What it Takes to Meet the Press

Melissa Holzberg at Meet the Press
February 05, 2018

By Melissa Holzberg, PCM ‘18

I had the opportunity to intern at NBC’s “Meet the Press” (MTP) this fall and was given the rare opportunity to continue my internship at MTP for the duration of my senior year.

Now that I’ve spent five months working the early morning Sunday shift and the Saturday scramble to put together the show, I know what it will take over the next few months at an internship and company I’ve fallen in love with.
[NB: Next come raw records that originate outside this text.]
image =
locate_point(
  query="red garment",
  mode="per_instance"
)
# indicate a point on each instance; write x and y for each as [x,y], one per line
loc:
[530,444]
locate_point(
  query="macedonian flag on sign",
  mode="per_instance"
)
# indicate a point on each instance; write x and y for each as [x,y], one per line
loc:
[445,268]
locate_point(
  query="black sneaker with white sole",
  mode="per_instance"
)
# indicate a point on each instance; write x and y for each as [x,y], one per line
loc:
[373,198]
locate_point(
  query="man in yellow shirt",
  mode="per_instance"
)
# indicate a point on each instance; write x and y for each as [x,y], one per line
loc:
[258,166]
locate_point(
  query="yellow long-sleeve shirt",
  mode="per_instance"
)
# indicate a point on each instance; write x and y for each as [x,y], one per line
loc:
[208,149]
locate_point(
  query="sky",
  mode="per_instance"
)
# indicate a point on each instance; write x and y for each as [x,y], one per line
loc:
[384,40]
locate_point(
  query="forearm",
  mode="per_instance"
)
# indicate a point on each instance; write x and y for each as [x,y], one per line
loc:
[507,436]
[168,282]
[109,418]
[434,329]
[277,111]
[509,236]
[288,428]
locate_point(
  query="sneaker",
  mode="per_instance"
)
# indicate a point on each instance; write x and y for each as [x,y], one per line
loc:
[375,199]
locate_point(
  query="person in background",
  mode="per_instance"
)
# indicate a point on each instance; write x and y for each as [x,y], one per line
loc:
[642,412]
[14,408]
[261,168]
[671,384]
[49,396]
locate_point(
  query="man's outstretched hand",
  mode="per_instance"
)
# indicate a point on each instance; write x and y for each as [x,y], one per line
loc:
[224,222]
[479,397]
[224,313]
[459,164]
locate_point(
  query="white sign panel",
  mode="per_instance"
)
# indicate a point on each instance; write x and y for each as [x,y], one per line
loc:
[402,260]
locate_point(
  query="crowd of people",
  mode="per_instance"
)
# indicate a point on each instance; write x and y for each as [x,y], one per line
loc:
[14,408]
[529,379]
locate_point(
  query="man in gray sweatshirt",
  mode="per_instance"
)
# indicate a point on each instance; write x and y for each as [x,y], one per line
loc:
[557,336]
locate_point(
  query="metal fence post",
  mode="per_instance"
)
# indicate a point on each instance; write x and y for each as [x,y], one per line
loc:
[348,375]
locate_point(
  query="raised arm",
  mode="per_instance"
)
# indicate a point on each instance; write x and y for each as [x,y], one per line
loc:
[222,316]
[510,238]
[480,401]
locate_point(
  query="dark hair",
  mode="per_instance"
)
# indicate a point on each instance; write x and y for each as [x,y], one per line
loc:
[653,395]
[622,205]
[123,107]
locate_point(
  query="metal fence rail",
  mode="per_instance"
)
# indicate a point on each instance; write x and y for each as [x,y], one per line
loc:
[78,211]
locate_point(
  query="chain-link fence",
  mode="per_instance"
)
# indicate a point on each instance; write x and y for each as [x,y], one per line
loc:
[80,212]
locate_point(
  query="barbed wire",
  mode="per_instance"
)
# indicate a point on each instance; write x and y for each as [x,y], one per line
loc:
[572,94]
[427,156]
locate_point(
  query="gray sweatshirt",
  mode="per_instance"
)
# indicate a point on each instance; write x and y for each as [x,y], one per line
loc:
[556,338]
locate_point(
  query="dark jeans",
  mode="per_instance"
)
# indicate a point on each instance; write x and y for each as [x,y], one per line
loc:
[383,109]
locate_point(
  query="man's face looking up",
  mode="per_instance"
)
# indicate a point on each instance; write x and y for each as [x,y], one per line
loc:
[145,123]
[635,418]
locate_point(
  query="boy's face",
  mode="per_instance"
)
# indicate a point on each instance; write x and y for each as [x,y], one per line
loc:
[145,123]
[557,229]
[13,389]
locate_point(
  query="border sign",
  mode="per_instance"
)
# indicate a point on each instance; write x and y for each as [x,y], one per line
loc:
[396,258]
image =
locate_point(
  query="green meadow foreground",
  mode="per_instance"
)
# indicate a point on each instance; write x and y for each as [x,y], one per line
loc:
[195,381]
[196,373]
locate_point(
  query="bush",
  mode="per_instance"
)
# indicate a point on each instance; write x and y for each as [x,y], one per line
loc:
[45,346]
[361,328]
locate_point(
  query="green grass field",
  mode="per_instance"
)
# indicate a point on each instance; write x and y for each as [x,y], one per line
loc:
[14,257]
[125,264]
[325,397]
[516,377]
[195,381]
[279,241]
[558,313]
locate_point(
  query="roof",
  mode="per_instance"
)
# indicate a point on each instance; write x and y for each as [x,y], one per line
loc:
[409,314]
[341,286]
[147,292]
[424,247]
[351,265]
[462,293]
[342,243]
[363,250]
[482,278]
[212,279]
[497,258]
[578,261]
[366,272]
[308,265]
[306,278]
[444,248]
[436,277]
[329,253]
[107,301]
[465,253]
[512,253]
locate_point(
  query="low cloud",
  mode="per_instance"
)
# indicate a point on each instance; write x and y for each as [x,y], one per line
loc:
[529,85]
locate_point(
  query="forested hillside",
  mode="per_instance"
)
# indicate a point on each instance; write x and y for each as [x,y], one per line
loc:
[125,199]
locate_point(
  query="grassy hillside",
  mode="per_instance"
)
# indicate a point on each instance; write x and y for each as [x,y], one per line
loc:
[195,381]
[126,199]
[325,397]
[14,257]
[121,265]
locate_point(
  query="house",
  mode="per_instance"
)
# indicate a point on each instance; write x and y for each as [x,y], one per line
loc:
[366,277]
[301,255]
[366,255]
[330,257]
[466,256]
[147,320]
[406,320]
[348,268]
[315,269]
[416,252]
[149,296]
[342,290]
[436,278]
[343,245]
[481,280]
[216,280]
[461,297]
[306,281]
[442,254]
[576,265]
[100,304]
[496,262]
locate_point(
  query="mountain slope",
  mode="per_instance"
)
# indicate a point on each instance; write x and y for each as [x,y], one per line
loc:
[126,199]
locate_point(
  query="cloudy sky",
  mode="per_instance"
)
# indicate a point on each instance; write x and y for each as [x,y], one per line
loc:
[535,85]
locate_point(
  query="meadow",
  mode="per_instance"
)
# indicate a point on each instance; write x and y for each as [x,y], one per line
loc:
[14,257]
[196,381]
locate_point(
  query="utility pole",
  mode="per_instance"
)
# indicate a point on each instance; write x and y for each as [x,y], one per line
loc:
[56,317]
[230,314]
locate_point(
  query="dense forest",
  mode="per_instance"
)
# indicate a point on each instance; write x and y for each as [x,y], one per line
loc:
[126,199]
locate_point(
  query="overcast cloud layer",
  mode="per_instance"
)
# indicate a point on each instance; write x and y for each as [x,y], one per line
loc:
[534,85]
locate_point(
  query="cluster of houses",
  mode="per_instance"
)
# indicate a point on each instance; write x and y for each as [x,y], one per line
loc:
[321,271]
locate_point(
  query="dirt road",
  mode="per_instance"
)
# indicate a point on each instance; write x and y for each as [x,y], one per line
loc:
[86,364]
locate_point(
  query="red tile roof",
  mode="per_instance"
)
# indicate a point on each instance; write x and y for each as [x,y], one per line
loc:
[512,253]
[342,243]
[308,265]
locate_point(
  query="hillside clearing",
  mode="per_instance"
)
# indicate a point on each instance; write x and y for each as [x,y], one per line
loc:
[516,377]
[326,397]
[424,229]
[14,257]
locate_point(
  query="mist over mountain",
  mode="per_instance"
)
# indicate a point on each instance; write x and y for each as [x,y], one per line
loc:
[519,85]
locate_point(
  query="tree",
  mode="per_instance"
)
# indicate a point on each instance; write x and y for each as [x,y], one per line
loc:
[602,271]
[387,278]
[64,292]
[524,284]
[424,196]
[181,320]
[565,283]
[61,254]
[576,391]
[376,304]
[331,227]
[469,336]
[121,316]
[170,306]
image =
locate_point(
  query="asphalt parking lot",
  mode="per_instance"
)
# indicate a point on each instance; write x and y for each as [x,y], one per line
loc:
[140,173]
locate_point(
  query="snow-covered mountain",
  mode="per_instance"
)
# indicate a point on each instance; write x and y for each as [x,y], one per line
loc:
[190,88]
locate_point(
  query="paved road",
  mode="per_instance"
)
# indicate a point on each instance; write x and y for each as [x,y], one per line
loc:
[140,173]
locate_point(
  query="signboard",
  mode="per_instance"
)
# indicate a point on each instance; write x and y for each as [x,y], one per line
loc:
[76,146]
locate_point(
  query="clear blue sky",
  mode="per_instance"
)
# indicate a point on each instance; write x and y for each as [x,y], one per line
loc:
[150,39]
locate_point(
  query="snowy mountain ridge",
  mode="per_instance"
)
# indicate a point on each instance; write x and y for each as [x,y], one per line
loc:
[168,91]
“Meet the Press” is the longest-running television show in history. The show began in 1947 with Martha Rountree as its moderator. As the first Sunday morning public affairs show, “Meet the Press” became known as “America’s Press Conference of the Air.” For each half-hour show, Martha Rountree invited politicians to answer questions from journalists similar to modern press briefings held by government officials.

Quickly, the show gained traction and was moderated by Bill Monroe, Roger Mudd, Marvin Kalb, Chris Wallace, Garrick Utley and Tim Russert. Under Russert’s directions, “Meet the Press” was extended to an hour-long program and expanded to include panel discussions. Today’s format with moderator Chuck Todd continues this vision.

Behind the cameras in the Meet the Press studio

A team of producers, researchers and writers work behind the scenes of “Meet the Press” endlessly scrubbing through transcripts, video clips and newspapers to find the right sound bites and quotes to use for the show.

Our goal is to push the conversation forward, and hold leaders accountable while putting together a clean show. At first, it was overwhelming, but I feel lucky to work with some of the most hands-on mentors I’ve ever had.

Each week, interns are put in charge of research projects, social media posts and wrangling guests early on Sunday morning.

Before working at MTP, my experience in broadcast journalism was limited. I hadn’t edited video since taking my Introduction to Digital Media class sophomore year. But, thankfully, those skills came back like riding a bike and my experience with MTP made me a more confident editor.

My SMPA classes like Digital Media, Research Methods and Political Speech Writing made me more aware of how politicians answer questions, how to fact check stories and how to put together the perfect digital package.

My SMPA education and experience at MTP taught me that behind the cameras, television news is just like any other news story. Journalists are striving to find the truth and hold our leaders accountable — with just a bit more makeup on set.